Le financement des transports collectifs fait jaser depuis quelques semaines, au point où on qualifie la situation de « crise ». En effet, en une époque où la pression politique est forte pour développer le transport en commun et après une baisse d’achalandage dû à la pandémie, les sociétés de transport peinent à financer leurs activités et enregistrent des déficits de plus en plus élevés. On évalue ceux-ci à près d’un demi milliard de dollars au total dans la province, ce qui force le gouvernement à trouver une entente avec les villes.
Dans la foulée de ces débats, de nombreuses sorties ont stimulé la controverse, notamment celle de Jackie Smith, cheffe de Transition Québec, qui avait lancé un ultimatum au Maire de Québec Bruno Marchand pour qu’il fasse passer la taxe sur l’immatriculation dans la Capitale-Nationale de 30$ à 1157$ afin de financer la gratuité du transport en commun. Même Bruno Marchand, l’un des plus ardents promoteurs du transport collectif, avait trouvé l’idée ridicule et reconnu l’absurdité de charger mille dollars de plus aux citoyens dans un contexte économique déjà difficile. Face à ce refus plutôt justifié, Jackie Smith a dû démissionner de son poste sur le C.A. du RTC, comme elle l’avait promis dans son ultimatum.

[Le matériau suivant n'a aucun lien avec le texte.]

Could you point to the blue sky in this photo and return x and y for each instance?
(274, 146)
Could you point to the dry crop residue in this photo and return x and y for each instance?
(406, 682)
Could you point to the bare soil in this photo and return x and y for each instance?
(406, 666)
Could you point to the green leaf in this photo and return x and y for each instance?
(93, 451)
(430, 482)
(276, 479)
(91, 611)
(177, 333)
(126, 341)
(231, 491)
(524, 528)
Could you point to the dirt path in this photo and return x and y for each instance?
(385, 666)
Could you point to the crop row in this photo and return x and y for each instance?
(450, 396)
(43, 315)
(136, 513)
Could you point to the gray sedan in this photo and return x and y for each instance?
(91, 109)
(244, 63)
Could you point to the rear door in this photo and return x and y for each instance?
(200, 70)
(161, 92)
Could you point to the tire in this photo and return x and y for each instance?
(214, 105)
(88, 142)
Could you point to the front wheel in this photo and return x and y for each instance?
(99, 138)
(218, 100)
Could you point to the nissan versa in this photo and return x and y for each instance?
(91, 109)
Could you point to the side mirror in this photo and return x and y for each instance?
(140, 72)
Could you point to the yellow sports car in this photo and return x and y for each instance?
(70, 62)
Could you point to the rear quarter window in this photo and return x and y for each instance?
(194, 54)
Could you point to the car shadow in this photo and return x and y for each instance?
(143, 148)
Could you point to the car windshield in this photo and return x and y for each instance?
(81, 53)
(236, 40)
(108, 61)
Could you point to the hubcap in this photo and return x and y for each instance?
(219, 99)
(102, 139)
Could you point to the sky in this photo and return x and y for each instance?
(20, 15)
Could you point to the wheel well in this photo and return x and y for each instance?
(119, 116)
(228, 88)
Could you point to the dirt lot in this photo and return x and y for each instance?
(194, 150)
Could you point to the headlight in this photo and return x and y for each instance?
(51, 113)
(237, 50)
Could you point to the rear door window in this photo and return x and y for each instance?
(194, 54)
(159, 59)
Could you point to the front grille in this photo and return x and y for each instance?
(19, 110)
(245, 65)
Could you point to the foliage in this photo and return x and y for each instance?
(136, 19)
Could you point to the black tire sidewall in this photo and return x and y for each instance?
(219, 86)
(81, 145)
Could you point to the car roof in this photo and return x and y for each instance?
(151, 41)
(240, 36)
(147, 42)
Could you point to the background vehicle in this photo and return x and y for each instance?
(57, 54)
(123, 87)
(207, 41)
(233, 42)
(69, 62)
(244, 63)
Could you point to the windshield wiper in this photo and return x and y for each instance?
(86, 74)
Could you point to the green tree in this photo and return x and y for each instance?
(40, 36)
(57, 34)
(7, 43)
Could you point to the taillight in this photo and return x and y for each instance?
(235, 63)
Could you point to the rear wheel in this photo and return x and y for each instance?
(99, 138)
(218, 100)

Dans le même temps, ce sont les propos de Geneviève Guilbeault, ministre des Transports et de la mobilité durable, qui ont vivement fait réagir les maires partout dans la province. Elle avait alors déclaré que ce n’était pas le rôle du gouvernement de gérer le transport collectif, et que les sociétés de transports et les municipalités ne devaient pas constamment s’attendre à pouvoir refiler leurs déficits au gouvernement.
Cette affirmation a mis le feu aux poudres et a forcé la tenue de rencontres entre le gouvernement et les municipalités cette semaine pour conclure une entente. Bien que Guilbeault n’ait pas complètement tort, le fait qu’une ministre « de la mobilité durable », dans un gouvernement qui pousse sans cesse la transition énergétique, veuille se laver les mains des problèmes que rencontrent les villes dans l’application de cet agenda est particulièrement ironique.
Mais ce débat n’a pas encore fini de nous fournir des étrangetés ; nous apprenions aujourd’hui dans un article de La Presse que des organismes environnementaux proposent carrément de ralentir l’électrification des flottes d’autobus. On aura tout vu!
En effet, Vivre en Ville, Équiterre, la Fondation Suzuki et Greenpeace Canada recommandent tous conjointement de ralentir l’électrification des transports collectifs afin d’éviter un impact négatif sur l’offre de transport. On argue ainsi qu’en contexte de déficits importants, les sociétés de transports devraient prioriser l’offre aux usagers plutôt que de se lancer dans une transition coûteuse et expérimentale vers l’électrique :
« Les émissions des autobus au Québec représentent 0,4 % des gaz à effet de serre. On peut attendre quelques années pour les rendre à zéro, mais on ne peut pas attendre quelques années pour améliorer l’offre du transport en commun », dit par exemple Christian Savard, directeur général de Vivre en Ville.
C’est une position qui surprend considérant le jusqu’au-boutisme habituel de ces organisations en matière de transition verte. Mais ce qui est encore plus curieux, c’est qu’ils n’adhèrent à cette logique implacable que lorsqu’il est question de sauver le transport en commun, alors que c’est exactement la même logique qui pousse certains à critiquer la transition énergétique du gouvernement Legault dans son ensemble.
En un contexte de pénurie d’énergie chez Hydro-Québec, beaucoup d’analystes considèrent que l’électrification accélérée – notamment du parc automobile et du chauffage résidentiel – est une très mauvaise idée et qu’afin de préserver une offre de tarifs abordables et un service efficace, il serait mieux de ralentir la cadence de cette transition. Foncer tête première de la sorte pourrait carrément avoir l’effet inverse pour l’environnement, car si Hydro-Québec ne parvient plus à répondre à la croissance de la demande et que les coupures s’enchaînent, les gens n’auront d’autre choix que de se tourner vers d’autres sources d’énergies potentiellement plus polluantes.
Ainsi donc, à écouter ces organismes, il faudrait faire des sacrifices pour sauver le transport en commun… mais en faire pour sauver la sécurité énergétique dont dépend l’entièreté de l’économie, il n’en est pas question. Ça en dit long sur leur priorité et leur manière très sélective d’analyser les enjeux actuels.